生成AIシステムはオープンソースやクローズドソースだけではない

生成AIシステムはオープンソースやクローズドソースだけではない

最近、 Googleから流出したとされる文書が、オープンソースAIがGoogleやOpenAIよりも競争力を持つと主張しました。このリークは、AIシステムとその多くの構成要素を研究者や一般の人々とどのように共有すべきかという、AIコミュニティにおける継続的な議論を浮き彫りにしました。近年、生成型AIシステムが次々とリリースされているにもかかわらず、この問題は未解決のままです。

多くの人は、これを二者択一の問題として捉えています。システムはオープンソースかクローズドソースか、という二者択一です。オープン開発は権限を分散化するため、BigScienceのBLOOMに見られるように、多くの人々がAIシステムに共同で取り組み、それぞれのニーズと価値観を反映させることができます。オープンであることで、より多くの人々がAI研究開発に貢献できるようになりますが、アクセスが増えるにつれて、特に悪意のある行為者による危害や悪用の可能性が高まります。GoogleのオリジナルのLaMDAリリースのようなクローズドソースシステムは、開発組織外の行為者から保護されていますが、外部の研究者による監査や評価を受けることはできません。

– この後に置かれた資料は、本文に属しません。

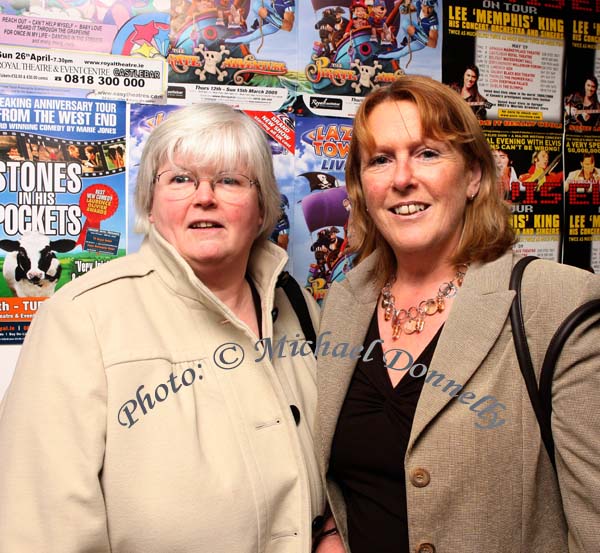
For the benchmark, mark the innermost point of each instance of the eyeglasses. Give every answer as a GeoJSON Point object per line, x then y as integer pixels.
{"type": "Point", "coordinates": [180, 184]}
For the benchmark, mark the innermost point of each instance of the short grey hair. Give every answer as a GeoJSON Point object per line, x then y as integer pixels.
{"type": "Point", "coordinates": [216, 135]}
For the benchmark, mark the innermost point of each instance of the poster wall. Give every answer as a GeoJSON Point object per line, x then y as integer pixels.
{"type": "Point", "coordinates": [529, 70]}
{"type": "Point", "coordinates": [62, 198]}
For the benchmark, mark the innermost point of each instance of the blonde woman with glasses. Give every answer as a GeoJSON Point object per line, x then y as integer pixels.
{"type": "Point", "coordinates": [143, 417]}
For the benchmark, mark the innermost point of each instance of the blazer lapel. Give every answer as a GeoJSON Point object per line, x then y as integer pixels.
{"type": "Point", "coordinates": [477, 318]}
{"type": "Point", "coordinates": [356, 295]}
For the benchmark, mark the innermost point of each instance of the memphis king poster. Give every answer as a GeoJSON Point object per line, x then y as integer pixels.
{"type": "Point", "coordinates": [62, 198]}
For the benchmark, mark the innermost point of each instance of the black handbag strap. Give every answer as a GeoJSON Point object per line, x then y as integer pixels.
{"type": "Point", "coordinates": [556, 345]}
{"type": "Point", "coordinates": [541, 397]}
{"type": "Point", "coordinates": [294, 294]}
{"type": "Point", "coordinates": [524, 357]}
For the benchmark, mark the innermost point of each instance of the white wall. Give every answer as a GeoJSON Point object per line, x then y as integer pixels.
{"type": "Point", "coordinates": [8, 360]}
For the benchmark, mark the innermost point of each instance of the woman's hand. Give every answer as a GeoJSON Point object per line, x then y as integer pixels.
{"type": "Point", "coordinates": [328, 540]}
{"type": "Point", "coordinates": [331, 544]}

私は、OpenAIのGPT-2を含む生成AIシステムのリリースを、これらのシステムが広く利用可能になり始めた当初から主導し、研究してきました。現在はHugging Faceで倫理的なオープン性の検討に重点を置いています。この研究を通して、オープンソースとクローズドソースは、生成AIシステムのリリースにおける選択肢のグラデーションの両端であり、単純な二者択一の問題ではないと考えるようになりました。

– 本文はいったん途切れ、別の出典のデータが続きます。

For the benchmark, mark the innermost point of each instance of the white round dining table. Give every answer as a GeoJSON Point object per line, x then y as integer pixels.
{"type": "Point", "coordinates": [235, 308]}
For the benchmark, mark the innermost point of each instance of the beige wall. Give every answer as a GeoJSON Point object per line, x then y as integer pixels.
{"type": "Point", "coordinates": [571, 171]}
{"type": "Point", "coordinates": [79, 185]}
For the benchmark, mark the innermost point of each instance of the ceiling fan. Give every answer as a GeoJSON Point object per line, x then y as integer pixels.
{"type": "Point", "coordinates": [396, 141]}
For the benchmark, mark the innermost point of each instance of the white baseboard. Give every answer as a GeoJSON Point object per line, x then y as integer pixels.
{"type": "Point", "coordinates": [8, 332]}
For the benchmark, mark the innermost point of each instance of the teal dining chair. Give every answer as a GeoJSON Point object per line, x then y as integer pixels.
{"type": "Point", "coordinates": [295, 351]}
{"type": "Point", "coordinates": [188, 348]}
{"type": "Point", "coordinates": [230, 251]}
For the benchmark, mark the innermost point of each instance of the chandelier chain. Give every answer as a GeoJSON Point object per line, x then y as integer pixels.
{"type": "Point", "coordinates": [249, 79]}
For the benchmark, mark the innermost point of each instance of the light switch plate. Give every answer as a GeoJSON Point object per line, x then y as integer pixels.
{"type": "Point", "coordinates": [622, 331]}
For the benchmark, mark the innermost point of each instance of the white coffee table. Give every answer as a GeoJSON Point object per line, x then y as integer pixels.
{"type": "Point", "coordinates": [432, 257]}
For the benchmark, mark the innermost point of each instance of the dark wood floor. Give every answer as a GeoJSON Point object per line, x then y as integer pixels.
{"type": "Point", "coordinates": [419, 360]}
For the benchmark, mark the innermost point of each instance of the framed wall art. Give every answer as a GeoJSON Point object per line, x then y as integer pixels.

さまざまな生成AIソフトウェアとそのオープン性レベル、および対応するリスク考慮事項を示すチャート

イラスト:アイリーン・ソライマン

勾配の一方の極端には、あまりにも閉鎖的であるため一般に知られていないシステムがあります。明白な理由から、これらの具体的な例を挙げることは困難です。しかし、勾配の一歩先では、動画生成などの新しいモダリティにおいて、公開されている閉鎖型システムがますます一般的になりつつあります。動画生成は比較的最近の開発であるため、それがもたらすリスクとそのリスクを軽減する最善の方法に関する研究や情報は限られています。Metaが2022年9月にMake-a-Videoモデルを発表した際、モデルを共有しない理由として、誰でも簡単にリアルで誤解を招くコンテンツを作成できることなどの懸念を挙げました。代わりに、Metaは研究者が段階的にアクセスできるようにすると述べました。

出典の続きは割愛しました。